Early Access

10-KPeriod: FY2003

EQUINIX INC Annual Report, Year Ended Dec 31, 2003

Filed March 5, 2004For Securities:EQIX

Summary

Equinix Inc. (EQIX) reported its 2003 annual results, highlighting significant revenue growth of 53% to $117.9 million, driven by a strong increase in recurring revenues which now constitute 93% of total revenue. The company has achieved a critical mass of customers and is benefiting from a "network effect" in its network-neutral colocation and interconnection services. A key operational milestone was the achievement of positive operating cash flow in the third quarter of 2003, marking an inflection point for the business model. Financially, Equinix completed a follow-on equity offering in November 2003, raising over $100 million, and subsequently a convertible subordinated debenture offering in February 2004 to strengthen its balance sheet and repay debt. The company also expanded its footprint with the acquisition of a new IBX hub in Santa Clara, California. Despite the revenue growth and improved cash flow generation, Equinix continues to report a net loss, underscoring its status as an early-stage company focused on growth and market expansion.

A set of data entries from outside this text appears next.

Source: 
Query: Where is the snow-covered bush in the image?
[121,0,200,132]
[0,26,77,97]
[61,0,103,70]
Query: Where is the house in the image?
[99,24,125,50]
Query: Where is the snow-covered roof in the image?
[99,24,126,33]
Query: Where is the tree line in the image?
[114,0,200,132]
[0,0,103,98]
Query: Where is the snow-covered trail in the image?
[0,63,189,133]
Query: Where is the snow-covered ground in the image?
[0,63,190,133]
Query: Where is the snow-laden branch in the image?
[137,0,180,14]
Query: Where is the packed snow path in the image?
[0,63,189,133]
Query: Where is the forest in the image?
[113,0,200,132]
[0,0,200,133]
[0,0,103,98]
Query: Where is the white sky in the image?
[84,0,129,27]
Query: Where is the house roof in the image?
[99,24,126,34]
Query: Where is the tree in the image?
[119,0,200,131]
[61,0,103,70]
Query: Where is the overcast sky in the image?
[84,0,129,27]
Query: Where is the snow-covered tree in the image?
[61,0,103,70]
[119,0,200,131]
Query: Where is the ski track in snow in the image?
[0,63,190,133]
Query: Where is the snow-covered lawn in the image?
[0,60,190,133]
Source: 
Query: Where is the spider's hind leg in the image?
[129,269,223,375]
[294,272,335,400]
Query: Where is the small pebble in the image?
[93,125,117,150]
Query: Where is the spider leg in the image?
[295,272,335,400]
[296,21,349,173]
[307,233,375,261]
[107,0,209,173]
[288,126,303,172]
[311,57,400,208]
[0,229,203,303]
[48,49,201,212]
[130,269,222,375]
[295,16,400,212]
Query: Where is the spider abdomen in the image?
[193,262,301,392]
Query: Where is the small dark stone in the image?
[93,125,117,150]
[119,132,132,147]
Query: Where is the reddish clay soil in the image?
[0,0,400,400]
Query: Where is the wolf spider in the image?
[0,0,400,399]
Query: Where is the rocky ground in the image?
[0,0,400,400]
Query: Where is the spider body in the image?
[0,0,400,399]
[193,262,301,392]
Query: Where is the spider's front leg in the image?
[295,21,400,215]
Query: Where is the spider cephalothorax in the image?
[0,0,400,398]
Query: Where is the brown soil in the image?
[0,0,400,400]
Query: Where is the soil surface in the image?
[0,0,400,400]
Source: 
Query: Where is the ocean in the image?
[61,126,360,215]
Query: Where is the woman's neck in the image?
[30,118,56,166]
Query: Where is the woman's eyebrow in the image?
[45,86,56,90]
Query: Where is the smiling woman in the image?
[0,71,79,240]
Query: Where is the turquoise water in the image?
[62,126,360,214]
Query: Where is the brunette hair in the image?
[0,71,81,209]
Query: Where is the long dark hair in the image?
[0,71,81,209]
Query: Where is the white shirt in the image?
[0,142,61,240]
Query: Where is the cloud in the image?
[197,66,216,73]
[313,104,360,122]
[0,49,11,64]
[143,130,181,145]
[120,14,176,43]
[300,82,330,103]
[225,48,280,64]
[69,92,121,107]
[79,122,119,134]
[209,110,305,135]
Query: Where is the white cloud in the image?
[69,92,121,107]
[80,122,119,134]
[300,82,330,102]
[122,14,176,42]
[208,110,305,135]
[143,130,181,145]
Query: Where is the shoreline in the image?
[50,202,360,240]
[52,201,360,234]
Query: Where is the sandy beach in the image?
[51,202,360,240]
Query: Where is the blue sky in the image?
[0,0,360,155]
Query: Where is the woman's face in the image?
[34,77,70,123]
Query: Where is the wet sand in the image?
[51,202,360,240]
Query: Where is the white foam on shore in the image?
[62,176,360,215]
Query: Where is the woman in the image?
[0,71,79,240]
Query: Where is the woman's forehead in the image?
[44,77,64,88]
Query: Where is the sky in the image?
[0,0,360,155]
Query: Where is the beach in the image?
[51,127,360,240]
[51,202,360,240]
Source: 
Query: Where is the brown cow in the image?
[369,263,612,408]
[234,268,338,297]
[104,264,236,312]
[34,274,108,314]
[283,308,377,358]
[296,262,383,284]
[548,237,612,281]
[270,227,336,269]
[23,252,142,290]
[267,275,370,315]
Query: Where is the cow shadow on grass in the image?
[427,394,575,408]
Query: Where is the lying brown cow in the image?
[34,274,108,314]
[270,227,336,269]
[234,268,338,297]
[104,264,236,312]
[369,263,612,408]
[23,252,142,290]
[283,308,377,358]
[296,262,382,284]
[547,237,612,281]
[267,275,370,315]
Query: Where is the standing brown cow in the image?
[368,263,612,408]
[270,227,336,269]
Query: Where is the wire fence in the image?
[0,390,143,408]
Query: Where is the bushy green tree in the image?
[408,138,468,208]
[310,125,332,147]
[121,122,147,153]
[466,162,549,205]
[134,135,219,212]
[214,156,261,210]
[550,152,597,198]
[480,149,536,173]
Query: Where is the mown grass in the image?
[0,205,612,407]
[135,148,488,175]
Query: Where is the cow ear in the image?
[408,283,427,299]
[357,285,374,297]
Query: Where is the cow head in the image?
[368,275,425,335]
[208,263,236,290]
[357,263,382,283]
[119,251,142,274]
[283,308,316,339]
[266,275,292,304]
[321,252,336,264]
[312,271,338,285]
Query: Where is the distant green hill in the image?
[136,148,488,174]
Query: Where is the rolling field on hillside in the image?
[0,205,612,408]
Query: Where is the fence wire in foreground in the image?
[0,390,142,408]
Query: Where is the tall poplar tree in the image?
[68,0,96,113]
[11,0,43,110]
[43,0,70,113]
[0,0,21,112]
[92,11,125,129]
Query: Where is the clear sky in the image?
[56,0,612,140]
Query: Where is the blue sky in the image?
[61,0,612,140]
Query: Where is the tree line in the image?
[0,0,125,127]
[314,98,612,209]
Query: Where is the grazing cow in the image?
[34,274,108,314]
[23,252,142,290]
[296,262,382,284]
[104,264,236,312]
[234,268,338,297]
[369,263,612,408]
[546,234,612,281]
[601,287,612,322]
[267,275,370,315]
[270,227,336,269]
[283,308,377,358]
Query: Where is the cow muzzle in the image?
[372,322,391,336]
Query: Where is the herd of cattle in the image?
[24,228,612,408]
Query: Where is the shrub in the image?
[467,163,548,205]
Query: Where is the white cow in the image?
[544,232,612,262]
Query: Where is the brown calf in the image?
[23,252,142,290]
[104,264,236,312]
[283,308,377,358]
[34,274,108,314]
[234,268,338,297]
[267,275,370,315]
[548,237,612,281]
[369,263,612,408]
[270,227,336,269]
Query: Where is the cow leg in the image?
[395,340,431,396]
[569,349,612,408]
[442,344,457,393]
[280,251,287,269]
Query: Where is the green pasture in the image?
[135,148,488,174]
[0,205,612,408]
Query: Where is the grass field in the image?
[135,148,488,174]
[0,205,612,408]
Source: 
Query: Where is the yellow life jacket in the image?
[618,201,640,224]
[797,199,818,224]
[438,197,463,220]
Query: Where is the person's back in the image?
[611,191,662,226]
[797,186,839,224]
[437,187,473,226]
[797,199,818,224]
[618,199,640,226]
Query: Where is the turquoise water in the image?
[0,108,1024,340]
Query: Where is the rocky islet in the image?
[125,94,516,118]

Investors should note the ongoing efforts to manage debt and enhance financial stability as the company continues its growth trajectory.

Key Highlights

  • 1Revenue increased by 53% year-over-year to $117.9 million in 2003.
  • 2Recurring revenues represented 93% of total revenues in 2003, up from 85% in 2002, indicating a stable revenue base.
  • 3Achieved positive operating cash flow in Q3 2003, signaling a key inflection point for the business model.
  • 4Completed a $110.5 million follow-on equity offering in November 2003 and a $75.0 million convertible subordinated debenture offering in February 2004 to bolster liquidity and manage debt.
  • 5Expanded its physical footprint with the acquisition of a new IBX hub in Santa Clara, California.
  • 6Customer count grew by 25% to 712 as of December 31, 2003.
  • 7While reporting a net loss for the year, the company is focused on leveraging its network effect to drive future profitability and incremental margins.